Continuum Approach to Self-Similarity and Scaling in Nanostructure Decay

Abstract

The morphological relaxation of axisymmetric crystal surfaces with a single facet below the roughening transition temperature is studied analytically for diffusion-limited (DL) and attachment-detachment-limited (ADL) kinetics with inclusion of the Ehrlich-Schwoebel barrier. The slope profile F(r,t) , where r is the polar distance and t is time, is described via a nonlinear, fourth-order partial differential equation (PDE) that accounts for step line-tension energy g1 and step-step repulsive interaction energy g3 ; for ADL kinetics, an effective surface diffusivity that depends on the step density is included. The PDE is derived directly from the step-flow equations and, alternatively, via a continuum surface free energy.
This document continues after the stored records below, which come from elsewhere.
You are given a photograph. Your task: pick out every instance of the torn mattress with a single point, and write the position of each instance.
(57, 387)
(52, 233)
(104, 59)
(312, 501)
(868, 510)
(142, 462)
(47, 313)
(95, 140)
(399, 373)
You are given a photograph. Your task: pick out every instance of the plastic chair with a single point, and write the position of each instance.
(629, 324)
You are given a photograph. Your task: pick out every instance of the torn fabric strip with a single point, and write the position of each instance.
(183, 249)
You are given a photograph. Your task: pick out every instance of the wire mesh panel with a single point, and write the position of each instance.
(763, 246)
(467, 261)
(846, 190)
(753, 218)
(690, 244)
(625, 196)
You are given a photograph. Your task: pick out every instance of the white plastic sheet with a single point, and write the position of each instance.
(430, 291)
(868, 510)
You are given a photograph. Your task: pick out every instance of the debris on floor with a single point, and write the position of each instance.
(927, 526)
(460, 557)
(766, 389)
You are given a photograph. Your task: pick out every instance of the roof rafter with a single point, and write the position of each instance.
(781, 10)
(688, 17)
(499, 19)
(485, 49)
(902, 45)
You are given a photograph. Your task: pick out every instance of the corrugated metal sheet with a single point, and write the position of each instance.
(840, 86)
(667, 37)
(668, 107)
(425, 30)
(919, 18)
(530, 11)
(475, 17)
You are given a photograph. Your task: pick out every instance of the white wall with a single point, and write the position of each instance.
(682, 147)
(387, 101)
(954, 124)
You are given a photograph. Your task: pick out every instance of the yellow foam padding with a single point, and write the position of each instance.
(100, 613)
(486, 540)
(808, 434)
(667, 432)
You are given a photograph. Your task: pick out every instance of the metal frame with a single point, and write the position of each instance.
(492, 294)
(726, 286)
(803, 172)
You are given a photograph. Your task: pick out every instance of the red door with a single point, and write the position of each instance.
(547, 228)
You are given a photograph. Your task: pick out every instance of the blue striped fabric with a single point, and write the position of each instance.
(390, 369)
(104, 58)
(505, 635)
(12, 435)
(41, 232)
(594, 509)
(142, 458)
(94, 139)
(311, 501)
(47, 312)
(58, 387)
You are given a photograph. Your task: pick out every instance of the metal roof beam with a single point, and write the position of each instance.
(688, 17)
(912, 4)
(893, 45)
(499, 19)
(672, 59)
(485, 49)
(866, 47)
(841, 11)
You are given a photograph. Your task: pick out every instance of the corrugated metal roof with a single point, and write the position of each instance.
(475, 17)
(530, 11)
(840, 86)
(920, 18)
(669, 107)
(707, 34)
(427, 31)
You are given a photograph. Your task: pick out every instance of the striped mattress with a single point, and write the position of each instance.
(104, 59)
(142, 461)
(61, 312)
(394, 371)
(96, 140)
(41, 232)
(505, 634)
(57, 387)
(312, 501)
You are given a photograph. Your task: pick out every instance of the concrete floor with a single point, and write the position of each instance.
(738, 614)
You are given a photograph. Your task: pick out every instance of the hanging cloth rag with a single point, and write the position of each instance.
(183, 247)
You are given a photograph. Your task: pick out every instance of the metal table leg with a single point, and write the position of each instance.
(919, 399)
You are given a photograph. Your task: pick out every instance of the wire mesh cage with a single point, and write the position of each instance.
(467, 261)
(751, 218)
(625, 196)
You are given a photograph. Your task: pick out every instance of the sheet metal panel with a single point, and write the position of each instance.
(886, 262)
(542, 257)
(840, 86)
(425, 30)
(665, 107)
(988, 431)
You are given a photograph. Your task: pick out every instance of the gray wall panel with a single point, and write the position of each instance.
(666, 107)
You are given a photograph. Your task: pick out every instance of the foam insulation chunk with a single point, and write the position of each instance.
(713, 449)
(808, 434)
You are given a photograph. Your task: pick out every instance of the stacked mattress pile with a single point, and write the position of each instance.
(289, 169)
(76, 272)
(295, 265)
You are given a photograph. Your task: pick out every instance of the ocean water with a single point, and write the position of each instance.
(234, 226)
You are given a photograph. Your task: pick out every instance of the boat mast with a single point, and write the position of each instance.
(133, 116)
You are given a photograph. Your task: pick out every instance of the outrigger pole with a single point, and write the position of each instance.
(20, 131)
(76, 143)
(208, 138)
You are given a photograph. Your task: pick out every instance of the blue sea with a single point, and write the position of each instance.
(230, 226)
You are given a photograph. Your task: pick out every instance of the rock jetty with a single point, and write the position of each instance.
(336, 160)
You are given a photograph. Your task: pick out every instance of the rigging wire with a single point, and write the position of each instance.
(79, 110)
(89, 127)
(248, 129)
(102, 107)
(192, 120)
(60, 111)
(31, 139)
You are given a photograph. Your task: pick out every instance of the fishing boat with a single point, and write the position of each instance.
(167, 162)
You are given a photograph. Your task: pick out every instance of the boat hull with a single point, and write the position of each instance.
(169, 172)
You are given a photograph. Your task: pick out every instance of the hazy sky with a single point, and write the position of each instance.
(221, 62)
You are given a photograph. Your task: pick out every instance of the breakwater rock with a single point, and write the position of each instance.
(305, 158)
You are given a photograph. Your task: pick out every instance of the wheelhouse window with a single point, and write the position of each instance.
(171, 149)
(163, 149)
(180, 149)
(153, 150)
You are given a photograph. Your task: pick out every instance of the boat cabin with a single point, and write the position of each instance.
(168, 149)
The facet evolution is treated as a free-boundary problem where the interplay between g1 and g3 gives rise to a region of rapid variations of F , a boundary layer, near the expanding facet. For long times and g3∕g1<O(1) singular perturbation theory is applied for self-similar shapes close to the facet. For DL kinetics and a class of axisymmetric shapes, (a) the boundary-layer width varies as (g3∕g1)1∕3 , (b) a universal ordinary differential equation (ODE) is derived for F , and (c) a one-parameter family of solutions of the ODE are found; furthermore, for a conical initial shape, (d) distinct solutions of the ODE are identified for different g3∕g1 via effective boundary conditions at the facet edge, (e) the profile peak scales as (g3∕g1)−1∕6 , and (f) the change of the facet radius from its limit as g3∕g1→0 scales as (g3∕g1)1∕3 . For ADL kinetics a boundary layer can still be defined, with thickness that varies as (g3∕g1)3∕8 . Our scaling results are in excellent agreement with kinetic simulations.